Делая копии с картин и портретов, Николай Ива­нович не переставал писать этюды и картины для себя, наращивая, как он выразился, практикой то, что недо­брал в училище. Все чаще выбирался с этюдником на Волгу, в Жигули. Поначалу увлекся графикой, помогав­шей живописи. Потом, по его выражению, «творческо­му процессу живописи окончательно предпочел во мно­гом механическое ремесло графики». Говоря так, он, естественно, имел в виду не создание самого рисунка, а печатание на станке, когда уже не работает чувство, фантазия, когда творческое волнение, уступает место обыкновенным физическим усилиям. Быть может, еще поэтому он часто стал обращаться к двухцветной гра­фике и заметно в этом преуспел. Во всяком случае, кто бы ни приходил ко мне, неизменно останавливал свое внимание на подаренном им прекрасном двухцветном ???? листе «Устье Самары».

Шли годы, графические и живописные картины Ни­колая Ивановича все чаще стали появляться на различ­ных выставках — областных, зональных, в Москве, Болгарии, а сам он был принят в члены Союза худож­ников СССР. Вот, пожалуй, и все…

Да, чуть не забыл!
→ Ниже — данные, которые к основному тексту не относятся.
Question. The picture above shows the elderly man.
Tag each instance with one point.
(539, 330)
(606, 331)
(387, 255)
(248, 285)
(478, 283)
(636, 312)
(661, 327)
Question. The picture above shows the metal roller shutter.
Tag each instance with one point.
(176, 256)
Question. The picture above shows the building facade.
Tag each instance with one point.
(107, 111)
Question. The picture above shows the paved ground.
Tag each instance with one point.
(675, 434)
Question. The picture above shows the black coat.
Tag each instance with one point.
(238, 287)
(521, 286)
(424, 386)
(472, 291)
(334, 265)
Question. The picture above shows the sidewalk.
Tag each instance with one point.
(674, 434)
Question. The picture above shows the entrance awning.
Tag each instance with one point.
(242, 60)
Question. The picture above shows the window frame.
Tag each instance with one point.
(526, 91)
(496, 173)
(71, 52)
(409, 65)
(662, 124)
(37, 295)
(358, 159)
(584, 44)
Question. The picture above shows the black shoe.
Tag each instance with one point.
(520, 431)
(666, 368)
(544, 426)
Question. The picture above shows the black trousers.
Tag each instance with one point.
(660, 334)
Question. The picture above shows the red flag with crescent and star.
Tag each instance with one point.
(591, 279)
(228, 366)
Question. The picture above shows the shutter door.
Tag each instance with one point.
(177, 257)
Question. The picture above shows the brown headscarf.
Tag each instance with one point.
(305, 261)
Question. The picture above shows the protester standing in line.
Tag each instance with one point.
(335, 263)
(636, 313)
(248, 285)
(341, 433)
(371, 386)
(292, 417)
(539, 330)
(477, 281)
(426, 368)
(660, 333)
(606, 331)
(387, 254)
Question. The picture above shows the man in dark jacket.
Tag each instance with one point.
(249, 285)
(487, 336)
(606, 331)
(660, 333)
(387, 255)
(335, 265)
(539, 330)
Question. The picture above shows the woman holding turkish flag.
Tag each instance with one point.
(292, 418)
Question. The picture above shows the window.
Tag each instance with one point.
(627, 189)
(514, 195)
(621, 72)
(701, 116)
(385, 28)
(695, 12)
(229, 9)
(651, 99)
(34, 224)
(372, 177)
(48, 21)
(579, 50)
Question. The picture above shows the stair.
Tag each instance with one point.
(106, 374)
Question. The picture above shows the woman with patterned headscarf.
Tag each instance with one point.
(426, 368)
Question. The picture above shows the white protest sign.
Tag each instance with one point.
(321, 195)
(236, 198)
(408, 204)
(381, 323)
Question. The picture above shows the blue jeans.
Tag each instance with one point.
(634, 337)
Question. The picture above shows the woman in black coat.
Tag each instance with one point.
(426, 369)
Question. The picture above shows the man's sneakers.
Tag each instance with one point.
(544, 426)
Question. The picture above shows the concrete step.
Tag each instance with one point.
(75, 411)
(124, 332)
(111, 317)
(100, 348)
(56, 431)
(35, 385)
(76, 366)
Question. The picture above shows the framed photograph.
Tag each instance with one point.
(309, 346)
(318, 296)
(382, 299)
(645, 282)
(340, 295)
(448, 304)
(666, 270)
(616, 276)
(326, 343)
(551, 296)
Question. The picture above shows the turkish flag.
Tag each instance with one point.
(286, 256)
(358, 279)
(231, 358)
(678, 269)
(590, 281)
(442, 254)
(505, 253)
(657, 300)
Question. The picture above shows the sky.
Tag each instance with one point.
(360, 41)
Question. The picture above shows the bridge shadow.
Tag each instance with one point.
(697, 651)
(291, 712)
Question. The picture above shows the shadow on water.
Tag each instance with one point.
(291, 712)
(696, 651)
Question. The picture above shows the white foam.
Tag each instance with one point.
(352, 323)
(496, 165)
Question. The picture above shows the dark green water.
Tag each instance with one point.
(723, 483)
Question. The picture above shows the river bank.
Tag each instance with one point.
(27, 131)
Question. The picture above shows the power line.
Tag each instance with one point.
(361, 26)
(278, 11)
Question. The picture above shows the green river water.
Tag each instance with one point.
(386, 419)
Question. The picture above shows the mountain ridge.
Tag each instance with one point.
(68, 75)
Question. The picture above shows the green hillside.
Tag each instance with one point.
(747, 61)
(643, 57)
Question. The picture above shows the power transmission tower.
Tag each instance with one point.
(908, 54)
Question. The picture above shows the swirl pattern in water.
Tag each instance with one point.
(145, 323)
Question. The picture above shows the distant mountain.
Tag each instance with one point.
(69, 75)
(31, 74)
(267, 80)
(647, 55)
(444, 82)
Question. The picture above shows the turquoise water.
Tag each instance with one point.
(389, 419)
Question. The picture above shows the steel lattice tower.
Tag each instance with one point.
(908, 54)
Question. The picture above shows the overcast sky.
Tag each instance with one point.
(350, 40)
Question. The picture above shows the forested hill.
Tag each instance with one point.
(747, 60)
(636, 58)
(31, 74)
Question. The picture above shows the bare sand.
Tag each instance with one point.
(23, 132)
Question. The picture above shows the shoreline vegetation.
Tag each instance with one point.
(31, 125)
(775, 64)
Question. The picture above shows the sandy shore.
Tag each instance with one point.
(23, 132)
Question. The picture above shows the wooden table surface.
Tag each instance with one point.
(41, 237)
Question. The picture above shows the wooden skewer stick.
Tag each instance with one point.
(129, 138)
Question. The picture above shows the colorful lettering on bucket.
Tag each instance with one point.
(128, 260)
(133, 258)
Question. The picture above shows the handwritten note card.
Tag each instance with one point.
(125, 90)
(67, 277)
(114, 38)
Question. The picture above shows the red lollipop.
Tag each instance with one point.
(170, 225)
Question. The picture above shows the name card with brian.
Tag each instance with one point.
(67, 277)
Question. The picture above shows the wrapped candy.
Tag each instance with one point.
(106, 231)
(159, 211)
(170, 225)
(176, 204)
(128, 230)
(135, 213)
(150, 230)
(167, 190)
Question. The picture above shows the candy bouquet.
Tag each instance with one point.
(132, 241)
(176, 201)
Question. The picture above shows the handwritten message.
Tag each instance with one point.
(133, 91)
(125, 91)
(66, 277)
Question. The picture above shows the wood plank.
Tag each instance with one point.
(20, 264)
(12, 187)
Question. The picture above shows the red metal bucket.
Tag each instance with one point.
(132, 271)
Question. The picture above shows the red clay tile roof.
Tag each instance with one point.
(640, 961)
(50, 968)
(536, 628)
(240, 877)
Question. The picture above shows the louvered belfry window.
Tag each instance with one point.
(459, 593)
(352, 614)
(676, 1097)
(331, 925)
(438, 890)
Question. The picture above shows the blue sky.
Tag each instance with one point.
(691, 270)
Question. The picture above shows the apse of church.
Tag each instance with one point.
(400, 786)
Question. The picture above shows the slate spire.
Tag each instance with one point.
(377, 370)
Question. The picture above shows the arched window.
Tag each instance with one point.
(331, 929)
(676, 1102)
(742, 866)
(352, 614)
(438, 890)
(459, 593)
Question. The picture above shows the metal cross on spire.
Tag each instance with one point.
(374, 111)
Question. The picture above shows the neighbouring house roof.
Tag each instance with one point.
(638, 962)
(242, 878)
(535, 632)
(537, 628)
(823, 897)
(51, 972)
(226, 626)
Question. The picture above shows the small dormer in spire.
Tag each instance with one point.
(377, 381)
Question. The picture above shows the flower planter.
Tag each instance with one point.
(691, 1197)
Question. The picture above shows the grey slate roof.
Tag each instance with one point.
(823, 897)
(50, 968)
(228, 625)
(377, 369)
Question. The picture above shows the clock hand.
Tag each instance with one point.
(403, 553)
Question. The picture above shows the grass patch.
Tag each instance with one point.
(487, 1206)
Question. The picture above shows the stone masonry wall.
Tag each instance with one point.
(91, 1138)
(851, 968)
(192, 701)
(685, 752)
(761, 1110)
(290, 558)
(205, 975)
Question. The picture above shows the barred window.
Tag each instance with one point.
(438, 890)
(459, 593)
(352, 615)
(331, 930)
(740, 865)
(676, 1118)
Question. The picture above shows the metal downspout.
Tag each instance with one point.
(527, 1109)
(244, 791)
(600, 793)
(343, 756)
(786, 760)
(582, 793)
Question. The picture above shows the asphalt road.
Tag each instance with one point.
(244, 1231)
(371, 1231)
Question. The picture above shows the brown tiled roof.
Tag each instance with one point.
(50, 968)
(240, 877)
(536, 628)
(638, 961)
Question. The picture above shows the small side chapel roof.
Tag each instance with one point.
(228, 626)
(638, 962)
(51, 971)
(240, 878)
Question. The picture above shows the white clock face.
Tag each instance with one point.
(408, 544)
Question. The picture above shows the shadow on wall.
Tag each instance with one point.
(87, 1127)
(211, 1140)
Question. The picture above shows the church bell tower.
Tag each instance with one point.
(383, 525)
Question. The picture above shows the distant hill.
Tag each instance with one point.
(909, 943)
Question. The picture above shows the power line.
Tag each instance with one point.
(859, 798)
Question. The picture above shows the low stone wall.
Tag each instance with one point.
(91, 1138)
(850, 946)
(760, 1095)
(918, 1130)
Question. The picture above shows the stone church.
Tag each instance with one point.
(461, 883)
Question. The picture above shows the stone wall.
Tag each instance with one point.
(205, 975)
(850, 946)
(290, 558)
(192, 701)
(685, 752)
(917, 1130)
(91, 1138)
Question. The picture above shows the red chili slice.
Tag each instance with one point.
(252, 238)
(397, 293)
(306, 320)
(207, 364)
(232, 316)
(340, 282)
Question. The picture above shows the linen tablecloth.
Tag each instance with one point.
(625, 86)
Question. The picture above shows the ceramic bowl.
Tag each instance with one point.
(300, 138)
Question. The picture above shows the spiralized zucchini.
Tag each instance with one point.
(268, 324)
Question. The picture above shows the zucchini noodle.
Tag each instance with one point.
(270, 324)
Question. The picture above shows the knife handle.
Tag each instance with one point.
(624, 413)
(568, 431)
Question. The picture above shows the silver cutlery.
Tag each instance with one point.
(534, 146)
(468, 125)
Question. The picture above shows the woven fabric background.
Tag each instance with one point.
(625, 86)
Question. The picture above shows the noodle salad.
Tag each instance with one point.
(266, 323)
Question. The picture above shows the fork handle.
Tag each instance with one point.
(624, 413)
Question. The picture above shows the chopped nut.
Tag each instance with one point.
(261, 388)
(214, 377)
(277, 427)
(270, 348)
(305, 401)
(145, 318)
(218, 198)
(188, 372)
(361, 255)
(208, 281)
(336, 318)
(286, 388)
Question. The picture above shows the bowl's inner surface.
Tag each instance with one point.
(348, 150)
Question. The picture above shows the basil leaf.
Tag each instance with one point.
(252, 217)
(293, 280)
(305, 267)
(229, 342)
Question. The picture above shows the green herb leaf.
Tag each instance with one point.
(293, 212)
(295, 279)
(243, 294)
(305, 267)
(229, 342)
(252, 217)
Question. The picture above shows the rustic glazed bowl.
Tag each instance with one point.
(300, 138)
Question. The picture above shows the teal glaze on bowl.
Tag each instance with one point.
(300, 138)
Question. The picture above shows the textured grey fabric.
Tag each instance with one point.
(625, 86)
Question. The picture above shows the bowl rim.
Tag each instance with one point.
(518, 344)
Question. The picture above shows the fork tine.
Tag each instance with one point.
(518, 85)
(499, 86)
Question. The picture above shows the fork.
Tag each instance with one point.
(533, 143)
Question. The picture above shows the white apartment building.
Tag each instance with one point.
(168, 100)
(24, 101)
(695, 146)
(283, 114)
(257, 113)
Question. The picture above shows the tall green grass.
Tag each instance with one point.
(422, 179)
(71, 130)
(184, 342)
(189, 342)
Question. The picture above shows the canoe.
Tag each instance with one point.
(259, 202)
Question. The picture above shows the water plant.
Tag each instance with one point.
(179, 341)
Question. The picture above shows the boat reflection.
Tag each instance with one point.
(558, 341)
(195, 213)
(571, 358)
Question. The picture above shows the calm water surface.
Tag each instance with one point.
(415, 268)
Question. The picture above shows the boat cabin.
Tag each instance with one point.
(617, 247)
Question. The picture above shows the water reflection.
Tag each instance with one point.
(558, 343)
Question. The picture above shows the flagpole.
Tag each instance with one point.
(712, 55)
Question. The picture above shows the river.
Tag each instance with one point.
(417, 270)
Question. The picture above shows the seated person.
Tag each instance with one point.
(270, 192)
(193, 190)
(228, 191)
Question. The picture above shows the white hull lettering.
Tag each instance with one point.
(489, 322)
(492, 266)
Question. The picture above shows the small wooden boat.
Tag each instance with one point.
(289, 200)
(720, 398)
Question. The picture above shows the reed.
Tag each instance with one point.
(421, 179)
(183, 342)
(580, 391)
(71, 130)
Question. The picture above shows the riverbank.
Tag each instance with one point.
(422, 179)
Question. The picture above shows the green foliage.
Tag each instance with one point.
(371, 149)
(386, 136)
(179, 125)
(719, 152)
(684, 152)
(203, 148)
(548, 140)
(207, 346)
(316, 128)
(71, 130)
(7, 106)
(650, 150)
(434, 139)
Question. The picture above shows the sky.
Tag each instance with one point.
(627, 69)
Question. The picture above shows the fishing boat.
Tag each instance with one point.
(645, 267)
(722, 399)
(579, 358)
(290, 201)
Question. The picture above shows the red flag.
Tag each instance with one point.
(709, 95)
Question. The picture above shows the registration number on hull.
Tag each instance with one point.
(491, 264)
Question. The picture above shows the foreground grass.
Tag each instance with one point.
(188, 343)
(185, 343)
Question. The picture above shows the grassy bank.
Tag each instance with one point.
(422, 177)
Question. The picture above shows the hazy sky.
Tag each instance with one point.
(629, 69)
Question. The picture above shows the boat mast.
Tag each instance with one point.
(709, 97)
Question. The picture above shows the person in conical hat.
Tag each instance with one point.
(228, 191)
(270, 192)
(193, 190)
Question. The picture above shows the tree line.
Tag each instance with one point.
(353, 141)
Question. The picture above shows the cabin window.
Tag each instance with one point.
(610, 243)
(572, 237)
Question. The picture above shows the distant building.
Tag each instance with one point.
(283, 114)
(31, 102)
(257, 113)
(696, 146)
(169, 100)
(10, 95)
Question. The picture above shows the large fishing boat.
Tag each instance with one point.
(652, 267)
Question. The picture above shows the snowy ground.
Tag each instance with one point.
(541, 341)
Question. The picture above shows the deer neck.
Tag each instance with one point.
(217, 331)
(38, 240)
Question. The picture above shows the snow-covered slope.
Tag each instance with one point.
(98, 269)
На его персональной выставке картина «Артподготовка» была расположена прямо на­против, через зал, такого же большого полотна «Жигу­левские Ворота», повторю, одного из впечатляющих, на мой взгляд, в творчестве художника. Так война и мир фронтовика-живописца сошлись в одном его отчете — итоге многолетней работы.

Разумеется, я спросил его, почему он все-таки лишь один-единственный раз всерьез обратился к войне?

— Скорее всего потому, что война не моя тема, — ответил он по-солдатски кратко.

О его же теме убедительно говорили многочислен­ные лирические, пейзажные картины, представленные в просторной экспозиции персональной выставки, и те, тоже многие, что не уместились в ней и ждут своего «премьерного часа» в мастерской.